Können wir daran glauben, dass Kirche schon dort nahe ist, wo jede und jeder
einzelne von uns lebt und für andere da ist?
Liebe Schwestern und Brüder,
das sind bohrende Fragen in schwierigen Kirchen-Zeiten. Wir sind in Deutschland auf
dem Weg, eine kleinere Kirche zu werden. Wir wissen, dass unsere wirtschaftlichen
Möglichkeiten an Grenzen stoßen – viel schneller und dramatischer, als die meisten
von uns wahr haben wollen. Die Kirchensteuer "sprudelte" zwar in den letzten
Jahren, aber im Bistum Essen zeigt der Trend nach unten. Wir müssen uns darauf
einstellen, mit deutlich weniger Mitteln unsere Kirche zu gestalten. Das wird nicht
leicht, weil viele glaubten, nach den großen Veränderungen vor zehn Jahren käme
eine längere Phase der Stabilität.
So wichtig Finanzen und Strukturen in der Kirche sein mögen – viel entscheidender
aber sind die Antworten auf solche Fragen, die ich eben formuliert habe. Was nutzen
uns Gebäude und viele Strukturen, wenn kein Mensch mehr nach Gott fragt? Was
nutzt eine Kirche, wenn es keine Menschen gibt, die den christlichen Glauben für
sich entdecken und leben? Darum möchte ich Sie alle dazu ermutigen und einladen,
unseren Weg der inneren Auseinandersetzung, des Gespräches und Dialoges
weiterzugehen. Unser Zukunftsbild bleibt dabei eine wichtige Orientierung, weil es
sehr persönliche und fundamentale Anstöße gibt. Im kommenden Jahr wird es dazu
weitere Veranstaltungen geben, die uns weitere Perspektiven für den Weg in die
Zukunft unseres Bistums geben sollen. Höhepunkte werden ein Zukunftsforum am
20. Juni sowie ein Bistumsfest zum Zukunftsbild am 29. August 2015 sein.

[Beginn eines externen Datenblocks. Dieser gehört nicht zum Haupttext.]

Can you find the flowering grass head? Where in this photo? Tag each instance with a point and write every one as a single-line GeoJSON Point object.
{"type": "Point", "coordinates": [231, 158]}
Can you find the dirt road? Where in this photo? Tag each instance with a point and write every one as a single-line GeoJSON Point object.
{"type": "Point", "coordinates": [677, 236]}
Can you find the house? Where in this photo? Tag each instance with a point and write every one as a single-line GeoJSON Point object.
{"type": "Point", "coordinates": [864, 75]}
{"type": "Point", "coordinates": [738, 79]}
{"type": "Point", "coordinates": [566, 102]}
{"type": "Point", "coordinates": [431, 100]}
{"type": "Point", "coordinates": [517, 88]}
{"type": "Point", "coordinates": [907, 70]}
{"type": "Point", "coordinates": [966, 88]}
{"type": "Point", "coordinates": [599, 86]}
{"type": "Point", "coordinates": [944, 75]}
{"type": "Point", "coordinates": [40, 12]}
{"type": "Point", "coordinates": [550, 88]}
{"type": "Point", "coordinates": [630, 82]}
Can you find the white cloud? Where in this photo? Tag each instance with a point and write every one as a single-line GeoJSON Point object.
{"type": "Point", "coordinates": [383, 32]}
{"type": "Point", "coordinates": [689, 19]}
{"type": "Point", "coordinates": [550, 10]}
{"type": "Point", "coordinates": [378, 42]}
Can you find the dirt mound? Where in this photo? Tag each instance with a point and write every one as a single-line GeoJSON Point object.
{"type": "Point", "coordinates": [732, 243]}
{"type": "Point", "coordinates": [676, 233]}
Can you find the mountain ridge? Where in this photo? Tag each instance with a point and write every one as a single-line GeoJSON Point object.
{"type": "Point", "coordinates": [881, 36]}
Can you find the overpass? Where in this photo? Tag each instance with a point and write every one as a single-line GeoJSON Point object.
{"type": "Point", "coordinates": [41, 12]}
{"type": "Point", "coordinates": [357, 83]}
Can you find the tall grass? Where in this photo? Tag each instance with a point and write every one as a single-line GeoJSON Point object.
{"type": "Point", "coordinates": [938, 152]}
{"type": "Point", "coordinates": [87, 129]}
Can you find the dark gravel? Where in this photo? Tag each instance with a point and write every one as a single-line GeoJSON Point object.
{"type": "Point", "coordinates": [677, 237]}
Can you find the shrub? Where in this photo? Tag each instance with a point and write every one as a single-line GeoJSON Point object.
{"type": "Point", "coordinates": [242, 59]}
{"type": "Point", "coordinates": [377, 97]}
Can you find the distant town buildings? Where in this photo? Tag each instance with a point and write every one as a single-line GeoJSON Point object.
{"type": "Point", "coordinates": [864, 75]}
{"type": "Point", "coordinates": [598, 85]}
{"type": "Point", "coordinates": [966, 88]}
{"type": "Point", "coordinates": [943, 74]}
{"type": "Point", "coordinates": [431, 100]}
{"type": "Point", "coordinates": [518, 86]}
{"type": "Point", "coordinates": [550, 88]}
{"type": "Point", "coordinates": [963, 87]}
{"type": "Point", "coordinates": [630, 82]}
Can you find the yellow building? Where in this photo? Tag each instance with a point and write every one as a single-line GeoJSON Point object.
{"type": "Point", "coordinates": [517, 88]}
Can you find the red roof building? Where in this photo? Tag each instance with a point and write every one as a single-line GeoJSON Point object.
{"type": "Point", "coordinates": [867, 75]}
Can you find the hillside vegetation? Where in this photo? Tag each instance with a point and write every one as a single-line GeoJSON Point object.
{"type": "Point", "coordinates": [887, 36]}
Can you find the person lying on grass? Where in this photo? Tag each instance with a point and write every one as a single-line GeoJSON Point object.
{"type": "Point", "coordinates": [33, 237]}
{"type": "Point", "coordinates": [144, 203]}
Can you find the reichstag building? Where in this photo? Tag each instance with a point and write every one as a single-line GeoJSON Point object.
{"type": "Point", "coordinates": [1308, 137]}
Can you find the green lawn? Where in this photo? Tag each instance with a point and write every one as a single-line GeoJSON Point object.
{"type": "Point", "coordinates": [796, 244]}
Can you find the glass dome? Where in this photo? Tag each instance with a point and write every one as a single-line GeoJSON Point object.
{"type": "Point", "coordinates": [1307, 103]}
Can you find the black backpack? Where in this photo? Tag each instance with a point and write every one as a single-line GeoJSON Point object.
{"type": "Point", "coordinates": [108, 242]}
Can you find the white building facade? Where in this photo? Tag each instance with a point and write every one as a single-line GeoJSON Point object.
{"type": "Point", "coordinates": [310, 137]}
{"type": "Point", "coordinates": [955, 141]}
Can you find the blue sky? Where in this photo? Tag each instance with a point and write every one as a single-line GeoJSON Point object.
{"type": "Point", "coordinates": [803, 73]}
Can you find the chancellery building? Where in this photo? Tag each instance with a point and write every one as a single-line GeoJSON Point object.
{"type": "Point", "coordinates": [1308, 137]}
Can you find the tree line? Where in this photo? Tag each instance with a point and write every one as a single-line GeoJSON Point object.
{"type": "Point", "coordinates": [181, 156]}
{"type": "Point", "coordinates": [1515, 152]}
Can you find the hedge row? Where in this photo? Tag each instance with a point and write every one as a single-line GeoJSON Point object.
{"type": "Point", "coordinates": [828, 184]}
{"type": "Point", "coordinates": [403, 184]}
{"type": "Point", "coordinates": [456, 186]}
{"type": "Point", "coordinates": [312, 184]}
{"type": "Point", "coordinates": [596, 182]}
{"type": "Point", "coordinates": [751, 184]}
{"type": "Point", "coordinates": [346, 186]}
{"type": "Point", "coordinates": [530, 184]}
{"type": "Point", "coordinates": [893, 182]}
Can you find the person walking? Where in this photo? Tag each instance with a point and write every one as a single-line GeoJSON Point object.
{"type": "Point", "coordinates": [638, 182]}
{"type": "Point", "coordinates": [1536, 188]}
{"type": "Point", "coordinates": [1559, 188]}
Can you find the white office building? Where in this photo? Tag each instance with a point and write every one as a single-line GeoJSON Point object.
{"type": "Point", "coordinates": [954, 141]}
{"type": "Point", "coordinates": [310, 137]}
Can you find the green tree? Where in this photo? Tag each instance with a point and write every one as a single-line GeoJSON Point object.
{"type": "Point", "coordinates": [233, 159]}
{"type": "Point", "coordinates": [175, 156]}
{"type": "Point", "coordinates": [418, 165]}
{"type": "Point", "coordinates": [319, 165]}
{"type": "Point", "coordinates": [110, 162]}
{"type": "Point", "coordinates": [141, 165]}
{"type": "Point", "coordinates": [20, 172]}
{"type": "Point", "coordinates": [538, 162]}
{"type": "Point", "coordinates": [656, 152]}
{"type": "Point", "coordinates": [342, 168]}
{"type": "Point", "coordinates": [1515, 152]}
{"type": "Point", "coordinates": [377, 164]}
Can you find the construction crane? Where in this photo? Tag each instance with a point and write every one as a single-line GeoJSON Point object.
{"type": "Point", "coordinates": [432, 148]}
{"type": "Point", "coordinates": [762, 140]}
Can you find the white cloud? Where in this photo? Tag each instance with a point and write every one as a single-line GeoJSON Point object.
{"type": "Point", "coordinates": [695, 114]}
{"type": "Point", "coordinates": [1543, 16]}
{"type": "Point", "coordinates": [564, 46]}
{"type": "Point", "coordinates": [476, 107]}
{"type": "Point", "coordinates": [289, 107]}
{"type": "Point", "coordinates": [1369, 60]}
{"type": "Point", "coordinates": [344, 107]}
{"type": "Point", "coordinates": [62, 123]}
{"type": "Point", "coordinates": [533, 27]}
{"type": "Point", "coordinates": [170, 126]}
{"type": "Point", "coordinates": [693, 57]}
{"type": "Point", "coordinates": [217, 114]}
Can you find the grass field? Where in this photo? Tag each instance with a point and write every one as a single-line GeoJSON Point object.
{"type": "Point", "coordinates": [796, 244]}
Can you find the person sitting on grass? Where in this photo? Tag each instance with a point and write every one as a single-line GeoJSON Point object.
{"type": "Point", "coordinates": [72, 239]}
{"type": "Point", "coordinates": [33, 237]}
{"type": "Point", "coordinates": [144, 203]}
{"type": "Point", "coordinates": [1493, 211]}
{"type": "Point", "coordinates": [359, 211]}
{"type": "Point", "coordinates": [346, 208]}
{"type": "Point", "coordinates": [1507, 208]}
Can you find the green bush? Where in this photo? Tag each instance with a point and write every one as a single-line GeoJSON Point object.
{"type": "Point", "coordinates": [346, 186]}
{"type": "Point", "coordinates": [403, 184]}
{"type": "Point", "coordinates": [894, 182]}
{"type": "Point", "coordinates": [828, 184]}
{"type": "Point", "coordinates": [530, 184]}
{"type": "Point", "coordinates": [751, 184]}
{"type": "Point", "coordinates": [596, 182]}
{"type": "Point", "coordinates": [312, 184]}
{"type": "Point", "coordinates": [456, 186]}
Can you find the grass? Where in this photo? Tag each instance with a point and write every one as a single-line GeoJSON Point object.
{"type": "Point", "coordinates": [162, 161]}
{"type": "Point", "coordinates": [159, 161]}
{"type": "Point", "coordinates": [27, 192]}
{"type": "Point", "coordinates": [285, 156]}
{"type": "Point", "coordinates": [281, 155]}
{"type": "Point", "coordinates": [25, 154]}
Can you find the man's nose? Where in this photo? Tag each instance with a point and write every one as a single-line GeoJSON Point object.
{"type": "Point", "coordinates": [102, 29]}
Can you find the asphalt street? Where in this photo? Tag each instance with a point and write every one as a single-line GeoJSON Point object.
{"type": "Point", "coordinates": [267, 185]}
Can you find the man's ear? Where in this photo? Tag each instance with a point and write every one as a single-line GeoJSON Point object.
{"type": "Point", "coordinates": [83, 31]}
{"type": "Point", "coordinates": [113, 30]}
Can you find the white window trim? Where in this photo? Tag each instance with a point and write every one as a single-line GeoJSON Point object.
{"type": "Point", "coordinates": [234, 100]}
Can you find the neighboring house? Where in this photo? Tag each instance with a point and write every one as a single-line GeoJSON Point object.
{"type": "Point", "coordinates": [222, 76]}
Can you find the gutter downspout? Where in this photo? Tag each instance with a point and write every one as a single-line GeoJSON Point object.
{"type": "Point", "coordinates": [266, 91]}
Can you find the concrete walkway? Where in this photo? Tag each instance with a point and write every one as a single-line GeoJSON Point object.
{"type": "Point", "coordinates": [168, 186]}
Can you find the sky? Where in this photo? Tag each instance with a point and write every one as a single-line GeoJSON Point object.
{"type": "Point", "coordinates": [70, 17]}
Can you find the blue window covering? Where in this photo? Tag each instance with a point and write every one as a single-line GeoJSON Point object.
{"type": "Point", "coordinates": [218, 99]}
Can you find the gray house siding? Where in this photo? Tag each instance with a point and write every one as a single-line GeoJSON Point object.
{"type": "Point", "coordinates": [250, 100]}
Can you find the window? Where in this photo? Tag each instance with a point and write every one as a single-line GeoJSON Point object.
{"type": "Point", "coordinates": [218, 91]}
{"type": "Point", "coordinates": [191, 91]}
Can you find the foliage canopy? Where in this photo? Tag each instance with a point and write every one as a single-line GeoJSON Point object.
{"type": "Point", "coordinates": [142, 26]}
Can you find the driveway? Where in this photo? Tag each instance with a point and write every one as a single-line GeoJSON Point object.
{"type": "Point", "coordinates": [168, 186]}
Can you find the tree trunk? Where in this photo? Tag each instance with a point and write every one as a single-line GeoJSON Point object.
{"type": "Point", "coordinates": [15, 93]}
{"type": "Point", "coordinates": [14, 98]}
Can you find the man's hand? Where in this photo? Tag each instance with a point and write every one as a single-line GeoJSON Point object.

Der Dialogprozess und die Auseinandersetzung mit unserem Zukunftsbild sind für
mich ein geistlicher Weg, der dabei helfen kann, als Kirche im Bistum Essen neu zu werden. Ich weiß, dass dieser Gedanke für viele unter uns schwierig ist. Abschiede
sind aber stets Übergänge zu etwas Neuem, wie wir das ja auch zur Jahreswende
erfahren dürfen. Ich bin darum sehr davon überzeugt, dass unsere Kirche neu
werden kann!
Diese neu werdende Kirche lebt vor allem aus entschiedenen Menschen, die vom
christlichen Glauben erfüllt sind. Sie strahlen aus, sie sind anziehend, sie haben
etwas zu sagen und wecken bei anderen eine Ahnung von Gottes Kraft. Sie feiern
Gottesdienste, die berühren können. Bei ihnen und mit ihnen finden andere
Menschen eine Botschaft, die ihnen weiterhilft und die ihre Seelen nährt. Die
Christen dieser neu werdenden Kirche stehen für eine ur-menschliche Solidarität. Sie
helfen, wo sie können. Sie engagieren sich dort, wo andere in Not sind oder Unrecht
erleiden. Sie nehmen Einfluss, wenn es um Menschlichkeit in Politik und Gesellschaft
geht. Die neu werdende Kirche hat vielleicht keinen großen äußeren "Apparat", aber
sie besteht aus überzeugten und überzeugenden Christen. Ihnen geht es nicht um
die Kirche an sich, als "Selbstzweck", sondern allein darum, in der Nachfolge Jesu zu
gehen, der in die Welt kam, um bei den Menschen zu sein.
So lassen Sie uns miteinander auf dem Weg Jesu als Kirche von Essen neu werden!
Lassen Sie uns Kirche sein für die Menschen, die zwischen Lenne und Ruhr in ihrer
ganzen Vielfalt leben. Lassen Sie uns mit ihnen Gott suchen und finden, der nicht in
weiter Ferne thront, sondern mitten in dieser Welt unser Leben mit uns teilt, der uns
begleitet, trägt, und Orientierung gibt.
Im festen Vertrauen auf Gottes Geleit wünsche ich Ihnen, Ihren Familien und allen,
die zu Ihnen gehören, für das neue Jahr 2015 alles Gute, Glück, Gesundheit und Gottes Segen!